Dalam teori urban dan sosial, Jane Jacobs (1961) dalam bukunya _The Death and Life of Great American Cities_ menekankan pentingnya ruang publik dalam membangun kohesi sosial dan peradaban kota. Tanpa ruang bersama, masyarakat akan hidup dalam isolasi dan kehilangan identitas kolektif. Kubu Raya berhasil menempatkan pembangunan fisik sebagai medium memperkuat solidaritas sosial dan kebanggaan budaya lokal.

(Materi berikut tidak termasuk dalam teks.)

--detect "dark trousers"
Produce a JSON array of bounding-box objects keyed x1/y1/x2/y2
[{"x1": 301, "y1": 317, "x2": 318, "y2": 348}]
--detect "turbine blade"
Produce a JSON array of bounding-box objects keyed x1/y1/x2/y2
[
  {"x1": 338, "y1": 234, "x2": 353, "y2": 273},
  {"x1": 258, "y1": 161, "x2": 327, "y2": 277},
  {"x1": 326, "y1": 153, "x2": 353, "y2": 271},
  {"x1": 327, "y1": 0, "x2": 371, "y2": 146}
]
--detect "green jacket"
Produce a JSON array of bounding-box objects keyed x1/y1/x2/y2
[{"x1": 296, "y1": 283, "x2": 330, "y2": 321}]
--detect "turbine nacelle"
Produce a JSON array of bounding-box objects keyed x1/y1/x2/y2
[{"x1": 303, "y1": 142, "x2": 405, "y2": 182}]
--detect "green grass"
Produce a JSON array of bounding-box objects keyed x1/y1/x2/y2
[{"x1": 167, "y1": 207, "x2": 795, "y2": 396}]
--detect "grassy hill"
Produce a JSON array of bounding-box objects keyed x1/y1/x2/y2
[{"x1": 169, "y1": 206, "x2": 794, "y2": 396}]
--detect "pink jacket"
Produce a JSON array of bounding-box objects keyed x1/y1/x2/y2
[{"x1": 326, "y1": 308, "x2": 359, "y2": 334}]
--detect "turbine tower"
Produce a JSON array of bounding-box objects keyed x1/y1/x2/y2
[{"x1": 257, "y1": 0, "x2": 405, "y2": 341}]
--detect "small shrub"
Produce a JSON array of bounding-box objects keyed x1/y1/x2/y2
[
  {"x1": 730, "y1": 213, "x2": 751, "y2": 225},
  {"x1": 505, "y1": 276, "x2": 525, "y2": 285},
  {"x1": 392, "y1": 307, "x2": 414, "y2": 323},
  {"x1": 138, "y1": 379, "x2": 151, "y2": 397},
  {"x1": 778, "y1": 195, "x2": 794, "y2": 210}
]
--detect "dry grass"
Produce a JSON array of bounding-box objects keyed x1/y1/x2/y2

Kebijakan di bidang pendidikan dan kesehatan juga menjadi perhatian utama. Pemerintah daerah Kabupaten Kubu Raya secara bantuan operasional pendidikan bahkan di tingkat pendidikan swasta dan memperbaiki fasilitas pendidikan di pelosok. Pada bidang kesehatan, peningkatan fasilitas puskesmas, pelayanan kesehatan gratis, dan program penyuluhan kesehatan masyarakat menjadi agenda rutin.
Menurut Gary Becker dalam konsep _human capital theory,_ pendidikan dan kesehatan merupakan investasi jangka panjang yang berdampak langsung pada peningkatan produktivitas dan kualitas hidup masyarakat.
Dengan memperkuat dua pilar ini, Sujiwo–Sukiryanto tidak hanya membangun untuk hari ini, tetapi mempersiapkan fondasi untuk masa depan Kubu Raya sesuai dengan jargonnya “Melaju” melayani dan maju.
Partisipasi Publik dan Kepemimpinan Kolaboratif
Salah satu kekuatan utama dari pasangan ini adalah kemampuannya membangun tata kelola yang partisipatif. Melalui musrenbang terbuka, forum warga, serta dialog sosial dengan gerakan responsif atas segala masukan masyarakat di media sosialnya. Semua kondisi yang berkaitan dengan kebutuhan masyarakat yang luput dari pantauan langsung dilakukan.
Mereka melibatkan masyarakat dalam proses perencanaan dan pengawasan pembangunan. Ini sejalan dengan teori partisipatif menurut Sherry Arnstein (1969) dalam _A Ladder of Citizen Participation,_ yang menyatakan bahwa keterlibatan masyarakat dalam pemerintahan harus naik dari simbolis menjadi substansial.
Dengan melibatkan tokoh adat, tokoh agama, pemuda, dan perempuan dalam diskusi kebijakan, Sujiwo–Sukiryanto menunjukkan kepemimpinan kolaboratif yang mampu membangun rasa memiliki dan tanggung jawab bersama atas arah pembangunan Kubu Raya.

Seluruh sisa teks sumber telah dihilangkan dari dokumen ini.